The Other Side of the Blue Dog

For Rodrigue lovers, a new book is part memoir, part art history text

by

For Rodrigue lovers, a new book is part memoir, part art history text

Based on the legend of the rougarou (essentially, the Cajun werewolf), Louisiana artist George Rodrigue’s pop art-inspired Blue Dog paintings have been a ubiquitous presence in the Southern art scene since the 1990s and have made their creator a wealthy man. But as Rodrigue’s wife, Wendy Wolfe Rodrigue, describes in her new memoir The Other Side of the Painting, that prominence has brought plenty of criticism—in the form of insults both obvious: “My eight-year-old kid could paint that!” and disguised: “Rodrigue is a brilliant businessman, a marketing genius!”

Wendy Rodrigue is having none of it, and her book extends the description much further. Through a series of sharply written, highly readable anecdotes adapted from her popular blog Musings of an Artist’s Wife, Wendy paints a fuller portrait of the man behind the Blue Dog, revealing George Rodrigue’s refined aesthetic sensibility and encyclopedic artistic knowledge from the intimate perspective that only a spouse can provide.

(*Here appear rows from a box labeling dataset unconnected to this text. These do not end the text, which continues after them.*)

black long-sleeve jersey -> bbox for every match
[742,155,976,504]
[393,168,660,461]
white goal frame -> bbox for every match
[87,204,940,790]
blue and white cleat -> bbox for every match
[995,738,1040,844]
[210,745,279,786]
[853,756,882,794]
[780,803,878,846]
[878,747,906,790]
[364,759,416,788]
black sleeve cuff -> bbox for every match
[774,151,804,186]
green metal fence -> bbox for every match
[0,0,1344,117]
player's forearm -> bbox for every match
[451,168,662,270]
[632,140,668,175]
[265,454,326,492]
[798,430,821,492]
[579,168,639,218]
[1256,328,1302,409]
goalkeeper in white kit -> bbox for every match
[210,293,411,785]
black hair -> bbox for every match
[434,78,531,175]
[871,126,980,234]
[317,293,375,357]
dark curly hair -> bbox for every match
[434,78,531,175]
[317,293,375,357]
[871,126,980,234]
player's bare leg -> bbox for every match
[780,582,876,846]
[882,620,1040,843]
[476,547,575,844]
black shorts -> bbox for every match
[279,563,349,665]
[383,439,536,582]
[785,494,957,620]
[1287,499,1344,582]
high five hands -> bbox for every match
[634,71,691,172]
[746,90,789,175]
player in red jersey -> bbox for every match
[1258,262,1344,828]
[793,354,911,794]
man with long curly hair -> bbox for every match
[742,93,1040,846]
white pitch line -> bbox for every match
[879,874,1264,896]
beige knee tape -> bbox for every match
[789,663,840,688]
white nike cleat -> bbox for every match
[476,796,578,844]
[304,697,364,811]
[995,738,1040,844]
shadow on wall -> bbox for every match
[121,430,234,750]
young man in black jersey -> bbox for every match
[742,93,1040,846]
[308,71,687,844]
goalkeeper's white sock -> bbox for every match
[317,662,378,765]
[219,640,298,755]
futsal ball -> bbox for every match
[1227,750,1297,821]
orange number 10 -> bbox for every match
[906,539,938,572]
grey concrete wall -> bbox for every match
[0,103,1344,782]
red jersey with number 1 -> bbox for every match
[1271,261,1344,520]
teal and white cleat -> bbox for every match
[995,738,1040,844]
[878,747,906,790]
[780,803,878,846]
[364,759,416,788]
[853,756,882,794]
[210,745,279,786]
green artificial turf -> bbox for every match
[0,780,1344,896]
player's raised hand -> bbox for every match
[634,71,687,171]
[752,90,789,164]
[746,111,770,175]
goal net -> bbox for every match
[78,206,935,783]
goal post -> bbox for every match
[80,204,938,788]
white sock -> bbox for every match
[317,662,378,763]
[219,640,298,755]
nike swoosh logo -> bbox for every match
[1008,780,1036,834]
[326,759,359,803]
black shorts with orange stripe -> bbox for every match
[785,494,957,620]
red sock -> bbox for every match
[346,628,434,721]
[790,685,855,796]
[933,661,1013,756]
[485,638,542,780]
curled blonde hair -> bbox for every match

George Rodrigue pushed Wendy to launch her blog in 2009, and the result has been a series of engaging posts such as “Treating your painting like a jewel” and “It’s like I’m gonna get a stick stuck in my eye, and I can’t wait to get it ‘cause it’s good for me,” which delves into the spirited, arts-focused debates that are a feature of the couple’s ongoing exploration of life-as-revealed-through-art. Wendy reorganized both posts into chapters in her memoir, revisiting past subjects with a matured viewpoint.

The content recounts the history and origins of the Blue Dog paintings, and reveals the stories and life experiences contained within Rodrigue’s other bodies of work. Some of the most illuminating passages, though, are Wendy’s accounts of the couple’s conversations while viewing great works by the masters of Western art:  the Monets, Picassos, and Kandinskys. In chapters like “Rodrigue on Monet,” in which Wendy captures her husband’s ability to reach deeper into works like Monet’s Water Lilies using his artist’s eye to grasp the full extent of the artist’s achievement and interpret it for his wife, The Other Side of the Painting becomes as much an art history textbook as a memoir. Wendy learns from George; we learn from Wendy: The circle is complete.

The Other Side of the Painting: Published by University of Louisiana at Lafayette Press. 460 pages, $24.95 hardcover.